How often should I scan for zombie resources?

At least weekly. Many mature FinOps teams run daily scans for high-cost resource types (compute instances, databases) and weekly scans for storage-related zombies (volumes, snapshots, IPs). The key is automation — manual audits don't happen frequently enough and miss resources created between reviews. Use EventBridge (AWS), Azure Automation (Azure), or Cloud Scheduler (GCP) to schedule scans and deliver reports automatically.

Is it safe to delete unattached cloud resources automatically?

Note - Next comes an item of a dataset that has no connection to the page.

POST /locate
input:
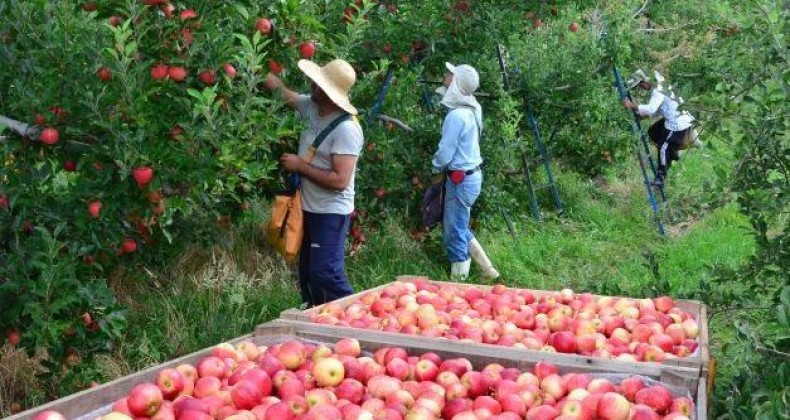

Not without safeguards. An unattached disk might contain data that hasn't been migrated yet. A stopped instance could be intentionally paused for a maintenance window. Always implement a grace period workflow: tag newly discovered zombies with a review date, notify resource owners, and only auto-delete after a 7–14 day window if no one claims the resource. For critical environments, snapshot volumes before deletion so data can be recovered if needed.

What tools can detect zombie resources across multiple cloud providers?

Several open-source tools provide multi-cloud zombie detection. CDOps Cloud Zombie Hunter and Zombie Hunter both scan AWS, Azure, and GCP from a single CLI. Steampipe lets you query all three clouds using SQL. For enterprise needs, commercial platforms like CloudHealth, Spot by NetApp, and CAST AI offer automated multi-cloud zombie detection with policy-driven cleanup. Each cloud provider also has native tools — AWS Trusted Advisor and Compute Optimizer, Azure Advisor, and GCP Recommender — but those only cover their own platform.